I turned, pressing my cheek against his chest. His arms pulled me in closer, wrapping around me and securing me against him like I was his to protect. I didn’t have a ton of experience with guys, but I knew enough to tell he was into me. The thick ridge along the front of his gray sweats proved that. I stepped even closer, and he groaned.
“If you don’t leave now, I’m not going to be able to stop myself.”
“Stop yourself from doing what?” I wanted to see what would happen, how far he’d let himself go. This thing between us was bigger than both of us put together. I couldn’t walk away, not now.
He brought his hand up to glide along my neck, his thumb grazing the spot where my pulse fluttered out of control. His lips parted and he leaned down, cupping the back of my head and tipping my chin up to slant his mouth over mine.
My knees shook, threatening to buckle. I fisted my hands in the front of his shirt and held on for dear life as he took the kiss deeper. It was too much. My senses heightened. The feel of his shirt, the rough scrape of his whiskers on my cheek, the scent of fresh laundry and pine that I’d come to associate with him… the combination made me feel like I’d downed a gallon of whiskey even though I hadn’t had a drop.

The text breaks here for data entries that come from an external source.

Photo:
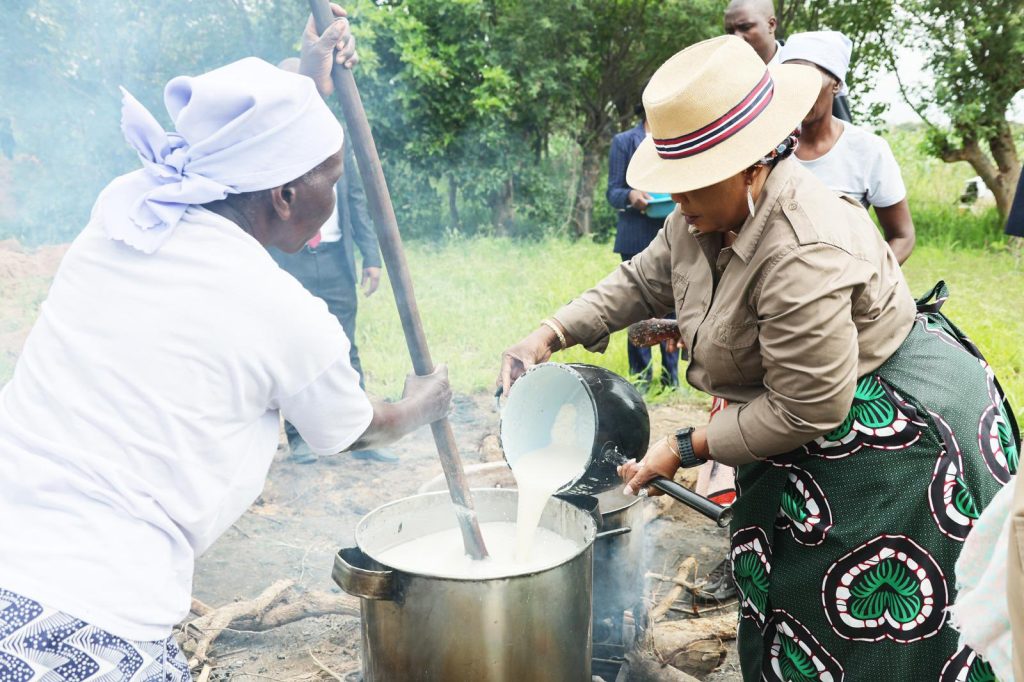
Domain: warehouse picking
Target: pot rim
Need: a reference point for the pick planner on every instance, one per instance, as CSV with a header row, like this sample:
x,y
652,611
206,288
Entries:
x,y
568,368
590,535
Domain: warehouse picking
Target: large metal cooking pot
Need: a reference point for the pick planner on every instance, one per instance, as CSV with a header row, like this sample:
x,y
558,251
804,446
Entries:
x,y
519,627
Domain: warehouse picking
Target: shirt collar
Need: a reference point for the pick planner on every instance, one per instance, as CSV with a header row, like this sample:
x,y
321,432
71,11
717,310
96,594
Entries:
x,y
752,229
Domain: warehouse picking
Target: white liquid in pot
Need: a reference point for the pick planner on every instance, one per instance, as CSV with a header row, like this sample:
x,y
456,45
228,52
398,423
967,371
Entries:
x,y
512,549
443,553
541,473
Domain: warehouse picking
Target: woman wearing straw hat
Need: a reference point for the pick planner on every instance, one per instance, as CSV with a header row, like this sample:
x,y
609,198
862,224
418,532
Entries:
x,y
853,419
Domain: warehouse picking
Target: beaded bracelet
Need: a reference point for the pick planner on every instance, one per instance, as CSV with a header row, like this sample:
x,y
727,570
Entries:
x,y
550,324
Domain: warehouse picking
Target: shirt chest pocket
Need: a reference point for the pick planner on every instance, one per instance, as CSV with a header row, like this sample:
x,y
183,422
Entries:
x,y
688,305
734,354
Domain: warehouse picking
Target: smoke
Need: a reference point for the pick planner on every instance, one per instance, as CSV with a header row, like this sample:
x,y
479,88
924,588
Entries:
x,y
60,65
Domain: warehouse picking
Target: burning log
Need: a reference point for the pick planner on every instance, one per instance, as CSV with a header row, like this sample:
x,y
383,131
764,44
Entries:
x,y
681,582
694,645
648,669
279,604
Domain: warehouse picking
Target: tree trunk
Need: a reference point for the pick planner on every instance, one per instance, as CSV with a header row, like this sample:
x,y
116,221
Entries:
x,y
454,203
1000,176
583,207
501,208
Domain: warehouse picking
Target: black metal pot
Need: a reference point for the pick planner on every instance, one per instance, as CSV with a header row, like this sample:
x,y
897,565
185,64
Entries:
x,y
611,419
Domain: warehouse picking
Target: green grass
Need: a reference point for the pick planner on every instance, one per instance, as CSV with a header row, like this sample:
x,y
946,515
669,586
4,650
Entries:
x,y
933,188
478,296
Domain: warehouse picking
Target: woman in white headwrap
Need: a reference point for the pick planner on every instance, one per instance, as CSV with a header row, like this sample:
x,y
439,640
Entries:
x,y
144,410
848,159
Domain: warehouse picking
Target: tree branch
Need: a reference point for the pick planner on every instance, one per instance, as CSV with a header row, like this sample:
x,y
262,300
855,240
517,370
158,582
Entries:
x,y
918,109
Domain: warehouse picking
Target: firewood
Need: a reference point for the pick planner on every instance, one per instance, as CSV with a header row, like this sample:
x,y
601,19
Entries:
x,y
278,605
694,645
687,567
643,667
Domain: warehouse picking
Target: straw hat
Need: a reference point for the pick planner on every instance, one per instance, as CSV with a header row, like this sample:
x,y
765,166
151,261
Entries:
x,y
714,110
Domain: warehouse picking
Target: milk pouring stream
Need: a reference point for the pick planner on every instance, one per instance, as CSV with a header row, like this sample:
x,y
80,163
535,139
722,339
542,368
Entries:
x,y
541,473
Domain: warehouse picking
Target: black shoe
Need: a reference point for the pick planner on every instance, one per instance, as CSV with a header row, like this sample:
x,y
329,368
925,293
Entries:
x,y
375,456
721,587
301,452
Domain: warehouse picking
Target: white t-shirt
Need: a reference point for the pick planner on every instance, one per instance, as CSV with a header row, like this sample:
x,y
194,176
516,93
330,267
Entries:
x,y
143,415
862,166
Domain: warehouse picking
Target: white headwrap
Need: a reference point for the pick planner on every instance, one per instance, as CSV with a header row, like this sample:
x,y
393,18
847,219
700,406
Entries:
x,y
244,127
828,49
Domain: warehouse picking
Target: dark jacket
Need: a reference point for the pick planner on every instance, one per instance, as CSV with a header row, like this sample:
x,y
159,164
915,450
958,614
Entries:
x,y
356,228
635,230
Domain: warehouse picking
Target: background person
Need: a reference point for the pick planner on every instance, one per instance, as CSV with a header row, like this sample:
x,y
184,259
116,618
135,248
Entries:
x,y
841,395
849,160
144,410
326,266
755,22
634,230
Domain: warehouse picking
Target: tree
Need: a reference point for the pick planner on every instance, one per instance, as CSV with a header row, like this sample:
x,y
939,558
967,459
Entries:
x,y
976,57
596,58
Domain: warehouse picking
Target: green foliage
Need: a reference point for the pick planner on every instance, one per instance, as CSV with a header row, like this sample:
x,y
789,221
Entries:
x,y
478,296
933,193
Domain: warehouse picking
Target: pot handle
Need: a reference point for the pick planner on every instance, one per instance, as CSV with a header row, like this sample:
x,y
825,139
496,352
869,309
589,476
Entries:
x,y
354,573
614,531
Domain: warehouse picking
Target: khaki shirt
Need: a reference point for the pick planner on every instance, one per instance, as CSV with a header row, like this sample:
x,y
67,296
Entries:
x,y
782,324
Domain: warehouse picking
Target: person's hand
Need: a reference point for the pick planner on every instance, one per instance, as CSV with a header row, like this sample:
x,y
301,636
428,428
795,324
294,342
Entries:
x,y
371,280
318,52
639,200
660,460
535,349
431,394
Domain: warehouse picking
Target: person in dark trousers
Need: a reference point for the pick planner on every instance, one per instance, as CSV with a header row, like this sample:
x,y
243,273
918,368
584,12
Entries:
x,y
755,22
635,230
326,266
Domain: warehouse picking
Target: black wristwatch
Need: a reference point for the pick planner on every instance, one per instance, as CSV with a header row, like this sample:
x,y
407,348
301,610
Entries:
x,y
684,442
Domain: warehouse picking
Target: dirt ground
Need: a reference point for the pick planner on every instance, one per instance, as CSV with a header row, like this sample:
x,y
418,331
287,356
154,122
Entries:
x,y
307,512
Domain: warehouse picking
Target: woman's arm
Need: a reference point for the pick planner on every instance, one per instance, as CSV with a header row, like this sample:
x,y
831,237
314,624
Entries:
x,y
898,228
810,354
424,400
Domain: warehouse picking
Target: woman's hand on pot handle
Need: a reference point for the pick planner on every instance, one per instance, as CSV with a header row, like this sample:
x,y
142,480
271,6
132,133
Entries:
x,y
535,349
660,460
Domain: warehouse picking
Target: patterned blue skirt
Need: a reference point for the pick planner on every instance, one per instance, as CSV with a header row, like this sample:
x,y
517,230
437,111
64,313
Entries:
x,y
40,643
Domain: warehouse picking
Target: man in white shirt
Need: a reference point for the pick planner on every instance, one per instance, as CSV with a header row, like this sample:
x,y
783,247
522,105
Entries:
x,y
849,160
755,22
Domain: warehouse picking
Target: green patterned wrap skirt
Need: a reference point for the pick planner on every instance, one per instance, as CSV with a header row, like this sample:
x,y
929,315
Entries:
x,y
844,550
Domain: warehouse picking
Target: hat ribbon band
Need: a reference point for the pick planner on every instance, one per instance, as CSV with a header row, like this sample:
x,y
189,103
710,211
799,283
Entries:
x,y
721,128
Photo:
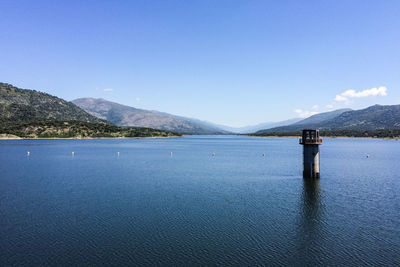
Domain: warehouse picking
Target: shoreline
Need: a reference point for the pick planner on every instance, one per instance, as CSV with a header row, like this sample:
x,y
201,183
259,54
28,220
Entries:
x,y
82,138
358,137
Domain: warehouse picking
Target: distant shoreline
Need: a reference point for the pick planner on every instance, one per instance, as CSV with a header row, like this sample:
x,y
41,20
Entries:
x,y
84,138
358,137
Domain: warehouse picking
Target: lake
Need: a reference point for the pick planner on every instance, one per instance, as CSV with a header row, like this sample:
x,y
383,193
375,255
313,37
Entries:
x,y
236,207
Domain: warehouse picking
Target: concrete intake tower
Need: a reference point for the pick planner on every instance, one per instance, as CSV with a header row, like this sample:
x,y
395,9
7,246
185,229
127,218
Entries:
x,y
310,141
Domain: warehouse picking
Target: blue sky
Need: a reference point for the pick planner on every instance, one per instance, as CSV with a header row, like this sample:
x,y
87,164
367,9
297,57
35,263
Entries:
x,y
230,62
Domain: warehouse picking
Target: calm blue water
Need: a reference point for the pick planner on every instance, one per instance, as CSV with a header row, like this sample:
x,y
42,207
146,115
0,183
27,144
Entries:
x,y
235,208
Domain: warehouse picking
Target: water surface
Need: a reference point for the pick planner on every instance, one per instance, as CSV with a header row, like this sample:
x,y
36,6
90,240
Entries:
x,y
146,207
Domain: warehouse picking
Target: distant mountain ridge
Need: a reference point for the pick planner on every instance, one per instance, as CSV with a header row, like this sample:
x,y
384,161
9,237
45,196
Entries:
x,y
122,115
377,117
32,114
257,127
21,105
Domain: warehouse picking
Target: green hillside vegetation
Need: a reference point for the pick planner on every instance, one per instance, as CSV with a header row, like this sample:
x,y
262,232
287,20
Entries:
x,y
21,105
32,114
76,129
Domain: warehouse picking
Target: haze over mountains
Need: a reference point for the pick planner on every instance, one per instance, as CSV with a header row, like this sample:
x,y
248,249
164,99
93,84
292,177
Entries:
x,y
376,117
122,115
32,114
17,105
24,106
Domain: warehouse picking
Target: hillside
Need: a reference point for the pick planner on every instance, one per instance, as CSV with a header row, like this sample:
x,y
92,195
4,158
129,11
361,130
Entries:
x,y
21,105
75,129
122,115
321,117
373,118
257,127
32,114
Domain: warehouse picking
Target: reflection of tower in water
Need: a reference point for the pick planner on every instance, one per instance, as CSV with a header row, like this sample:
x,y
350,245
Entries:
x,y
309,234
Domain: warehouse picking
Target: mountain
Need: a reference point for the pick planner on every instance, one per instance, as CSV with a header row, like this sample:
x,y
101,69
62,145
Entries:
x,y
32,114
257,127
122,115
75,129
318,118
20,105
377,117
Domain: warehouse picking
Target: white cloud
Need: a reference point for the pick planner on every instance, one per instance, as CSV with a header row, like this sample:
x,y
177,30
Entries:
x,y
305,113
340,98
346,95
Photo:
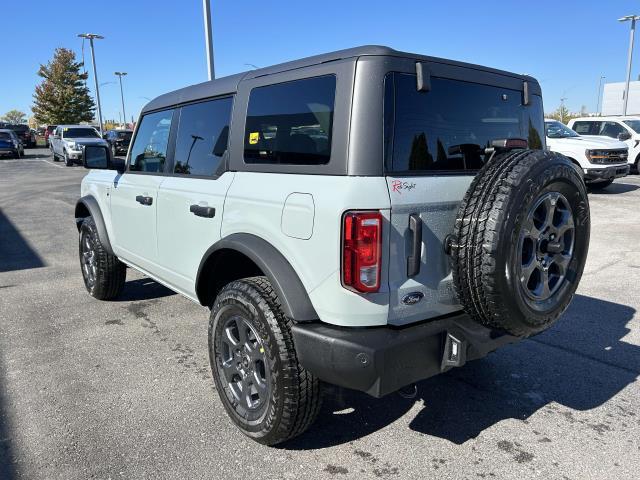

His tongue slipped past my lips, and he took his time exploring my mouth while my nipples pebbled and my blood turned to molten lava. I’d never been kissed like that before. Hell, I probably never would be again. All I wanted was to stay in the moment until the end of time.
He pulled away first, his heart pounding under my hand. “We shouldn’t.”
“Right.” Of course he was right. He was my employer, for crying out loud. My hot boss who up until recently, I wasn’t even sure knew how to smile. I let go of his shirt and smoothed my hand over my top. What was the proper way to react to being kissed senseless by my boss after spending the freaking night at his house?
His thumb swiped over my bottom lip. “I’m sorry, Calla. I shouldn’t have done that.”
“Um, let me grab my purse.” Even though we’d crossed the line, it still felt like rejection. I whirled around and searched for anything that belonged to me. Seeing my keys on the table, I headed that direction and shoved my feet into a pair of shoes by the door. “Tell Lane I said goodbye.”
Holt hadn’t moved except to bow his head and prop his hand against the wall. Regret seemed to float out of every pore. It had been a mistake. One that left me not even knowing my own name, and one he clearly would never make again.
I fled to the safety of my car, stumbling along the way since I’d accidentally shoved my feet into his boots instead of my sneakers. I’d bring them back on Monday, assuming he even wanted me to return. There was no way I was going back in there now.
As I started to back down the drive, took one last look at the house. My heart squeezed tight, already missing a home that didn’t belong to me, that never would.